Tools that make this easier:

  • Cookie Cutter Data Science – directory template for projects [docs]
  • Rmarkdown – easily write reports with embedded R code and results (tutorial)
  • R Notebooks (RStudio) and Jupyter Notebooks – interactive coding that doubles as presentable report
  • Roxygen2 (R) (vignette), Python docstrings (tutorial) – for documenting packages you write

Reproducibility

Someone else should be able to use the same code and same data to generate the same results.

This is a critical part of science part of data science. Others can understand what you did and check that it makes sense. It’s also important for coming back to an analysis later.

Package Dependency Management

Software is constantly changing and updating. You want to be able to share exactly the versions of things you used.
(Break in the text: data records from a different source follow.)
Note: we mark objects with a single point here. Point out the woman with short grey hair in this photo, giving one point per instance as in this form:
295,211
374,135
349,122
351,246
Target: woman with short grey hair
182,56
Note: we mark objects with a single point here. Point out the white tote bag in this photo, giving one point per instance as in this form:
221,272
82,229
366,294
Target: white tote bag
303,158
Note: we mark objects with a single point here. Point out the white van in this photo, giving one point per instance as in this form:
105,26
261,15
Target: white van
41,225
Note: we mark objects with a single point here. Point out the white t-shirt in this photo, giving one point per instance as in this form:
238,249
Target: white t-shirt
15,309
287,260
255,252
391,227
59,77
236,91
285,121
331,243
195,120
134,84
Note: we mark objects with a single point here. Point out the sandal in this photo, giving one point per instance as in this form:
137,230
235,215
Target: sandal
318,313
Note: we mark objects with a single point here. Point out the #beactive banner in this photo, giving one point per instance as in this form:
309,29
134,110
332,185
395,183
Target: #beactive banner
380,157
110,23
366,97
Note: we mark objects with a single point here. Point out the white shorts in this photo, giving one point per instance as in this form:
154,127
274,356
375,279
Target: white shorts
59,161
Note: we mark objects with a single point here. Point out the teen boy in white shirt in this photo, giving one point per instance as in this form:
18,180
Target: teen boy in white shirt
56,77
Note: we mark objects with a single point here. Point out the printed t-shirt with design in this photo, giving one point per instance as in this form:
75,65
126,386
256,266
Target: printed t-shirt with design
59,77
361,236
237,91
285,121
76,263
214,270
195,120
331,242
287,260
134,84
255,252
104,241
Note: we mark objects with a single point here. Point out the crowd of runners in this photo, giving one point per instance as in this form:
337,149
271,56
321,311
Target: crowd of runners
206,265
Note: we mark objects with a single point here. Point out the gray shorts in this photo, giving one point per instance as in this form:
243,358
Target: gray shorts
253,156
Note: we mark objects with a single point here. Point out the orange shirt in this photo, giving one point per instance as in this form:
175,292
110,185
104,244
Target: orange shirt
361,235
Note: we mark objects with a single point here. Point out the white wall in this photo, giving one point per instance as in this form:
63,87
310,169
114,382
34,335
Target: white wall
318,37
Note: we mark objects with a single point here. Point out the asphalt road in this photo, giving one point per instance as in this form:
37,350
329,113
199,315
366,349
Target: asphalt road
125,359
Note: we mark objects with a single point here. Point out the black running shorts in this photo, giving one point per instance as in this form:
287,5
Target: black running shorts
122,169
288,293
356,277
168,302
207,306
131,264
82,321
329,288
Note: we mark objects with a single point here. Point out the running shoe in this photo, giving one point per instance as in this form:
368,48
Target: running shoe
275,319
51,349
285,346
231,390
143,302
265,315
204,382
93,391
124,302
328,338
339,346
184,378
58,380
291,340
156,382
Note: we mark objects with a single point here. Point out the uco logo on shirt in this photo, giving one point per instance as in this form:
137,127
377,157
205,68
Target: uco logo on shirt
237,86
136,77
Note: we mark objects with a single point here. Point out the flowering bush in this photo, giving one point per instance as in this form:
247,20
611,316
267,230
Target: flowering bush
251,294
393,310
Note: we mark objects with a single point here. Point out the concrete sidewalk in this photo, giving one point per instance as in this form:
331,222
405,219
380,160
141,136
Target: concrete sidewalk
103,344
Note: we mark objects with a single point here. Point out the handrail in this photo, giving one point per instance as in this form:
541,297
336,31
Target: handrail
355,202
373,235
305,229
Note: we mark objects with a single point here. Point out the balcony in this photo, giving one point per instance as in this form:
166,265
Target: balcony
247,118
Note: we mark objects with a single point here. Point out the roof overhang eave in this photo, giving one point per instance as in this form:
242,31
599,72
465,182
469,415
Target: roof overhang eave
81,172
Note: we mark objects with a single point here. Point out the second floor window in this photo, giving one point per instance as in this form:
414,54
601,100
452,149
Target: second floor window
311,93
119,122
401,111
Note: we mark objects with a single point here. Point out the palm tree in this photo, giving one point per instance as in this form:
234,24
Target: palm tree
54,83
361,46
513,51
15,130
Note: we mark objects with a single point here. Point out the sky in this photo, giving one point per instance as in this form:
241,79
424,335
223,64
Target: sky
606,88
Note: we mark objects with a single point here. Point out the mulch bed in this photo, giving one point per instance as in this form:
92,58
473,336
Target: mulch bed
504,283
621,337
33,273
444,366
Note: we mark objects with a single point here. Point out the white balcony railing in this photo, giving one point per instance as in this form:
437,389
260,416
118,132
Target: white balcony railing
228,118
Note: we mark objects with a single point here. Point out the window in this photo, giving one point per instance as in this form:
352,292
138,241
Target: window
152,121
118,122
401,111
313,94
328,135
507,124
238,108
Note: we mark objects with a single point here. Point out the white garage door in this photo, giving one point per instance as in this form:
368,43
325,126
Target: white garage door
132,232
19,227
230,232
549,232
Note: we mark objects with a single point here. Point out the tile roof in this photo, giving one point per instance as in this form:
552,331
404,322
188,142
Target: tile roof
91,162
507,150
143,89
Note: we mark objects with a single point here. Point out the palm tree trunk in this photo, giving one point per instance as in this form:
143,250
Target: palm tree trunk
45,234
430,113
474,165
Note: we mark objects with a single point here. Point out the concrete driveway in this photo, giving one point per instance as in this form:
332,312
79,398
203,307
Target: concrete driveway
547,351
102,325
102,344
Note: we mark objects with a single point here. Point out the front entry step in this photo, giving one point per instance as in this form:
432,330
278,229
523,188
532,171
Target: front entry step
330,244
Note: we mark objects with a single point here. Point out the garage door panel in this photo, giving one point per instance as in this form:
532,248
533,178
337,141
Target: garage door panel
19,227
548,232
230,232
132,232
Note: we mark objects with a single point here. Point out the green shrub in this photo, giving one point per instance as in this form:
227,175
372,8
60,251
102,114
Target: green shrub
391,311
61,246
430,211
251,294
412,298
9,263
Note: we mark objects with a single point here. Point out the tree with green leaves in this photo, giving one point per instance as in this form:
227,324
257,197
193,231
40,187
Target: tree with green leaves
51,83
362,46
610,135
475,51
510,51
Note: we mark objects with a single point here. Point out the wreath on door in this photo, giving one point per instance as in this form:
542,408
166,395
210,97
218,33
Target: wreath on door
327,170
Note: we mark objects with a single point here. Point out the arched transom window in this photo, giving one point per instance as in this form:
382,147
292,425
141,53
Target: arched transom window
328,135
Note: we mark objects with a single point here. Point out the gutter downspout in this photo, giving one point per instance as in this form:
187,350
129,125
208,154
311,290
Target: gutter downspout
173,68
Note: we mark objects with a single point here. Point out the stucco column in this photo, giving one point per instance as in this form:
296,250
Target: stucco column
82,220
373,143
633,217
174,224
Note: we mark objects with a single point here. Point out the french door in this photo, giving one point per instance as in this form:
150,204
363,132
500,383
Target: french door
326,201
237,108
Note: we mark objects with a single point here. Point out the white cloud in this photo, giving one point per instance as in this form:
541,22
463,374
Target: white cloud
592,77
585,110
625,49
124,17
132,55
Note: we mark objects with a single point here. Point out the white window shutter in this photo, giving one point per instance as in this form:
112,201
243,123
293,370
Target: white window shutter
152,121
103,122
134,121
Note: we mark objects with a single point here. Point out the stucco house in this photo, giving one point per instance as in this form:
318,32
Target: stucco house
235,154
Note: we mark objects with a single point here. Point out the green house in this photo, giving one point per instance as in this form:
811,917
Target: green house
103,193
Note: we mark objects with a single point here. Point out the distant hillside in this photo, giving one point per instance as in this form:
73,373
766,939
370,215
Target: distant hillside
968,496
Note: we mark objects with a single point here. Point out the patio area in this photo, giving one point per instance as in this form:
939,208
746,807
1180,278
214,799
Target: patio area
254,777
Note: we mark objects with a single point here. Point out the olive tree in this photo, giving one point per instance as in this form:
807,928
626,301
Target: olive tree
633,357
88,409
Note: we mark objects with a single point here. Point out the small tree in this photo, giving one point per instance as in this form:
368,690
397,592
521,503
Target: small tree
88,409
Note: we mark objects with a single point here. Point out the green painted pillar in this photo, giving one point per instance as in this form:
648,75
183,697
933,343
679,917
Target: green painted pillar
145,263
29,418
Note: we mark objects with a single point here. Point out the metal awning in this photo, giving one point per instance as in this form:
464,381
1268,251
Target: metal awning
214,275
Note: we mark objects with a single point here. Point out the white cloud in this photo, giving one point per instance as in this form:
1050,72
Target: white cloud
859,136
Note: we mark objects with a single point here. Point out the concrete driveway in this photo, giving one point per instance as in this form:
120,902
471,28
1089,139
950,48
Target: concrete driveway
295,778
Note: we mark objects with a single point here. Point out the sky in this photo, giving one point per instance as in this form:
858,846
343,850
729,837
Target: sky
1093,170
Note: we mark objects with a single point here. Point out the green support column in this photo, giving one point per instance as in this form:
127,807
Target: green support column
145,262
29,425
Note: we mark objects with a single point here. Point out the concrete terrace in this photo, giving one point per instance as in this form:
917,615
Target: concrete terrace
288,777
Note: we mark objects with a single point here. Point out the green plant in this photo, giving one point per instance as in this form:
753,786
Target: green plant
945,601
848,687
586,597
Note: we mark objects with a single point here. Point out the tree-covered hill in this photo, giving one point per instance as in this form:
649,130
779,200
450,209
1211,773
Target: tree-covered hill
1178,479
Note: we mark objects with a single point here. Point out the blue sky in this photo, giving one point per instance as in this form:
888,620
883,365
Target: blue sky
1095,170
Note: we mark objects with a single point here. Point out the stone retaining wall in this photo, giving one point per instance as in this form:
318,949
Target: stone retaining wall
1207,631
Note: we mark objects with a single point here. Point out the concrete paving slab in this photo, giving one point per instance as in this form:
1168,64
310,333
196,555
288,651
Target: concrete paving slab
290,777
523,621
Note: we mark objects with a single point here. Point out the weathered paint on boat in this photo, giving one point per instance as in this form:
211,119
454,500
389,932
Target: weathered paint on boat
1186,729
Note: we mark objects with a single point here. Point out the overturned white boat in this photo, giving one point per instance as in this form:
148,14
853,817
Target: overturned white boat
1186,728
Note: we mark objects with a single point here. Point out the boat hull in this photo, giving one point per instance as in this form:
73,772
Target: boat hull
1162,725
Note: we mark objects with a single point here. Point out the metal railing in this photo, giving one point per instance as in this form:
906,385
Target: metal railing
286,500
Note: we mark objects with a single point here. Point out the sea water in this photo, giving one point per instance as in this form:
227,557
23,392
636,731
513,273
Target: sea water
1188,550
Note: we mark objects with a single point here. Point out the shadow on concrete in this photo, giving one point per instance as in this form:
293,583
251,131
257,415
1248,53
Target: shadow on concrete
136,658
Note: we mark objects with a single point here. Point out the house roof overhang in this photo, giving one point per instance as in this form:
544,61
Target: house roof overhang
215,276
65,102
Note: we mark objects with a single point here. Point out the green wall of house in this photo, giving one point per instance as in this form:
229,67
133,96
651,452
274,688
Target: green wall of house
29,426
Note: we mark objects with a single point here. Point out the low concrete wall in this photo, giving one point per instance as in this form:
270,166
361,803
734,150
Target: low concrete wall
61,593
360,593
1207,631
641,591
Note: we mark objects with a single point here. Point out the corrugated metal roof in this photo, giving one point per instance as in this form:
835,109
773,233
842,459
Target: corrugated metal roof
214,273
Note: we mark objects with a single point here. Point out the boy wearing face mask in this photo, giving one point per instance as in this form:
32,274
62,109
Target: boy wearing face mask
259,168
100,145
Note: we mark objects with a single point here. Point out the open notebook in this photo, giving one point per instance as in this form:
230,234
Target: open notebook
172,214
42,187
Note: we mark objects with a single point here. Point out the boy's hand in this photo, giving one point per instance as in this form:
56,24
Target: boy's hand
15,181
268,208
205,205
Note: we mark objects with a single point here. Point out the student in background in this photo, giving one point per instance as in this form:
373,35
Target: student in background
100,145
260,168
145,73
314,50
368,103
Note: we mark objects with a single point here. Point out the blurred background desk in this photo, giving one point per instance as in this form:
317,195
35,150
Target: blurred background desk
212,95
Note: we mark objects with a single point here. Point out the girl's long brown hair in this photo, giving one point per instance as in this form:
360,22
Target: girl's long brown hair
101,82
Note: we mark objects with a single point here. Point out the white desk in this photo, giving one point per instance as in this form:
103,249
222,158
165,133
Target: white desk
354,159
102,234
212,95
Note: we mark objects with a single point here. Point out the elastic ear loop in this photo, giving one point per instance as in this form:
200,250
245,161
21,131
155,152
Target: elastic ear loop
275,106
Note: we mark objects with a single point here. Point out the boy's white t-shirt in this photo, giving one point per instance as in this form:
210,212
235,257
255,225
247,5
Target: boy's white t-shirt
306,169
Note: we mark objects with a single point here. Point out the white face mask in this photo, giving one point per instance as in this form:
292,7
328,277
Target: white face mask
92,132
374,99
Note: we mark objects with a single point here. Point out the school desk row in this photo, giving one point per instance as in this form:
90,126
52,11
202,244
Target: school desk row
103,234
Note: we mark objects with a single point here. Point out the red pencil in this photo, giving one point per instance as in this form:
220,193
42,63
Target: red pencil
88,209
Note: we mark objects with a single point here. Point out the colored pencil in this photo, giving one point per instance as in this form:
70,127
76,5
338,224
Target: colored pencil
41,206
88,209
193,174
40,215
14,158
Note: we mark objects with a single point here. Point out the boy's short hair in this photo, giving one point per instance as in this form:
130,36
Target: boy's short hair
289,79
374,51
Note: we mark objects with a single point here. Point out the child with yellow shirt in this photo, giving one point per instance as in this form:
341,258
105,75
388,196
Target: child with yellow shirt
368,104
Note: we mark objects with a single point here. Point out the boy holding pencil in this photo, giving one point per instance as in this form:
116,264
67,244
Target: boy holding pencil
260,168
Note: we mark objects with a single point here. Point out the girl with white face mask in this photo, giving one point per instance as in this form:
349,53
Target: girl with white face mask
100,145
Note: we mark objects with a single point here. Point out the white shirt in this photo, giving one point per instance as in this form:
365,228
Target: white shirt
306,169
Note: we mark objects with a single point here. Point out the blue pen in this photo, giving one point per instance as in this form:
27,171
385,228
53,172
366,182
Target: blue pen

  • R: packrat, Microsoft’s MRAN
  • Python: anaconda

Version Control

Code

  • Git is version-control software – the most popular (interactive tutorial)
  • GitHub is a website that hosts (generally public) Git repositories. It’s where people share open-source code. (tutorial)

Project documentation

Wikis: great for multiple collaborators, built-in revision tracking

  • GitHub built-in wiki – comes with each repo. For public, open-source projects.
  • MediaWiki – the software that powers Wikipedia.
  • DokuWiki – another popular, open-source wiki software

Data

Final tips

When planning a project and selecting tools, keep in mind:

Always try Google

If you need something, try googling it. Chances are that something will turn up.

Keep it simple

Simple systems usually work better than complicated ones.

Speed to value and iteration

Learn quickly. Test your ideas. Fail fast. Don’t wait until the end to find out something doesn’t work.

Consider sustainability

Product needs to be easily maintainable over time (possibly by others). Following best practices are important for this.